A body flown home, and a government finally speaking
Isak’s remains were finally repatriated to Ghana, received at the airport by officials from the Ministry of Foreign Affairs and his grieving family before being taken to the 37 Military Hospital. Ghana’s government has since demanded a full and transparent investigation, filed formal protests with South Africa’s Department of International Relations and Cooperation, and pledged that his killers will be brought to justice. That is the bare minimum a state owes a citizen murdered abroad for the “crime” of being African in another African country. The South African government saw the warning signs, the threats and the marches with deadlines were all visible for months before June 30. It only met and shook hands with organizers of the xenophobic marches
And what of the excuse offered by the mobs and, by extension, tolerated by a government that failed to confront them early enough? That foreigners are “taking their jobs.” Let us be honest about what that really means. Many of the Ghanaians, Nigerians, Ethiopians, and other African nationals running spaza shops, salons, and small enterprises across South African townships did not walk into existing South African jobs and push locals out the door. They built those businesses from nothing, took on the risk, and in doing so employed South Africans to work behind their own counters. If there is an apology owed, it is this: we apologise for creating jobs your own economy didn’t create for you. But let it also be said plainly, if today the grievance is that Africans took “your jobs”, South Africans’ grievance tomorrow should not be “we took their customers too”, because that is the honest, uncomfortable trajectory of xenophobic logic. It never stops at jobs.

The visit that should never happen
Days after Isak’s killing, reports emerged that Ghana had denied President Cyril Ramaphosa entry for a planned visit tied to the Ghana-South Africa Bi-National Commission. Pretoria moved quickly to soften that narrative, insisting the engagement had merely been “postponed” through diplomatic channels rather than rejected, and South African officials pushed back hard on Accra’s framing of events, with one government minister accusing Ghana of spreading misleading information that could damage South Africa’s image. Whatever the diplomatic choreography, and however this gets sanitised in communiqués on both sides, one thing should be said without apology: Ramaphosa should not be welcomed with open arms in Accra, or anywhere else on this continent, until his government demonstrates, through action, not statements, that it will protect African migrants the way Africa once protected South Africans in exile.

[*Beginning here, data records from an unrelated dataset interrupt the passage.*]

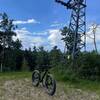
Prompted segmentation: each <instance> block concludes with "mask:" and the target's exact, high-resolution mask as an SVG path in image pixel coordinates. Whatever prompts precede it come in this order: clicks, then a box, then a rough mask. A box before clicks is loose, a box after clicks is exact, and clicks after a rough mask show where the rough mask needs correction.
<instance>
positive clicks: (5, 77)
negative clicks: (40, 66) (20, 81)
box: [0, 72, 32, 80]
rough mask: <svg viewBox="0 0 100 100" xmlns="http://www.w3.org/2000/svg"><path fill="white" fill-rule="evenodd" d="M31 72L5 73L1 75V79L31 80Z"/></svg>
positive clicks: (4, 79) (2, 73) (13, 72)
mask: <svg viewBox="0 0 100 100" xmlns="http://www.w3.org/2000/svg"><path fill="white" fill-rule="evenodd" d="M31 74H32V73H31V72H4V73H0V79H3V80H9V79H22V78H31Z"/></svg>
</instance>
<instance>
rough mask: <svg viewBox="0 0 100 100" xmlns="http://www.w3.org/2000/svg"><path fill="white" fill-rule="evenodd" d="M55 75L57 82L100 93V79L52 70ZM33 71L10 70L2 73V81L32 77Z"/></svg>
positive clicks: (97, 93)
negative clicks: (32, 72)
mask: <svg viewBox="0 0 100 100" xmlns="http://www.w3.org/2000/svg"><path fill="white" fill-rule="evenodd" d="M51 73H52V74H53V75H54V78H55V79H56V80H57V82H59V83H61V84H64V85H65V86H66V89H67V86H70V87H71V88H78V89H82V90H86V91H92V92H96V93H97V94H99V95H100V82H99V81H89V80H80V79H77V78H76V79H74V78H73V77H74V76H73V75H72V76H70V75H68V76H67V75H66V74H64V73H63V71H51ZM31 75H32V72H8V73H0V81H2V80H3V81H4V80H13V79H14V80H17V79H23V78H29V79H31Z"/></svg>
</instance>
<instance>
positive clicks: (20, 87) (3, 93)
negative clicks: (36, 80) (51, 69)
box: [0, 79, 100, 100]
mask: <svg viewBox="0 0 100 100" xmlns="http://www.w3.org/2000/svg"><path fill="white" fill-rule="evenodd" d="M65 87H66V88H67V89H65ZM0 100H100V97H99V96H98V95H97V94H95V93H93V92H86V91H82V90H81V89H74V88H71V87H70V86H64V85H63V86H62V85H61V84H60V83H59V84H57V91H56V94H55V95H54V96H49V95H48V94H46V92H45V90H44V88H43V87H42V86H39V87H38V88H37V87H33V86H32V84H31V80H29V79H23V80H8V81H4V82H0Z"/></svg>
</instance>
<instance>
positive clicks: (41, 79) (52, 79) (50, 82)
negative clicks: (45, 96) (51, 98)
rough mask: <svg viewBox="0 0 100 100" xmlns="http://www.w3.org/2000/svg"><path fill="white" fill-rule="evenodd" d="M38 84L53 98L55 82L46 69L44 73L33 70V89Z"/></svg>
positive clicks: (32, 77) (55, 82)
mask: <svg viewBox="0 0 100 100" xmlns="http://www.w3.org/2000/svg"><path fill="white" fill-rule="evenodd" d="M39 83H42V85H43V87H44V88H45V90H46V92H47V93H48V94H49V95H51V96H53V95H54V94H55V92H56V81H55V79H54V78H53V76H52V75H51V74H50V72H49V71H48V69H46V70H44V71H39V70H34V71H33V73H32V84H33V86H35V87H38V86H39Z"/></svg>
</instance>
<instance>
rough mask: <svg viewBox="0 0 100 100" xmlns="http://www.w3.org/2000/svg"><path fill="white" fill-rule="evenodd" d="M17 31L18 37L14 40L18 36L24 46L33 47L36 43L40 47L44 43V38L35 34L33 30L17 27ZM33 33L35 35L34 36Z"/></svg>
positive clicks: (27, 46) (15, 37) (36, 45)
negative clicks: (19, 28)
mask: <svg viewBox="0 0 100 100" xmlns="http://www.w3.org/2000/svg"><path fill="white" fill-rule="evenodd" d="M15 32H16V33H17V37H14V40H15V39H16V38H19V39H20V40H21V41H22V45H23V48H24V49H25V48H29V47H31V48H32V47H33V46H34V45H35V46H37V47H39V46H41V45H43V43H44V41H45V40H44V39H43V38H42V37H40V36H34V34H33V33H32V32H29V31H28V30H27V29H26V28H22V29H17V30H15ZM32 35H33V36H32Z"/></svg>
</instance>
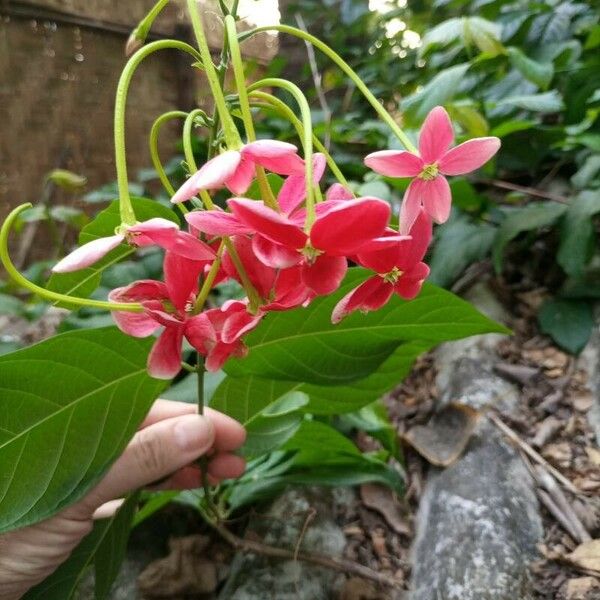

This is not about punishing a man for the sins of a mob. It is about accountability for a government that had every institutional tool to de-escalate weeks of open threats against foreign nationals and chose, instead, to let the “March and March” campaign run its course to a killing. Silence from the top, in the face of organised xenophobic mobilisation, is itself a policy choice. South Africa’s leadership may have succeeded, for now, in managing the optics of this crisis. But success bought through the blood of a Ghanaian father, and the fear of a thousand-plus other African nationals who fled the country in a hurry, is not success worth congratulating. It is a cost that must still be paid, diplomatically, economically, and in the court of African public opinion.
A continent owed better
Africa cannot keep extending unconditional brotherhood to a country that treats that brotherhood as disposable the moment its own domestic politics get uncomfortable. Ghana’s response, the protest notes, the demand for justice, the deferred visit is a start, but it must not end there. Other African governments should be asking the same hard questions Accra is now asking. The African Union’s own Protocol on Free Movement of Persons means nothing if member states can watch their citizens die in xenophobic violence and receive nothing more than a diplomatic postponement in return.
Nelson Mandela built a South Africa that told the world Ubuntu was possible even after the deepest wounds of apartheid. What we are watching now is proof that Ubuntu did not survive him. It will take more than a rescheduled commission meeting to bring it back, it will take a government willing to say, clearly and without spin, that an African life lost to xenophobia on South African soil is a national disgrace, not a public relations problem to be managed.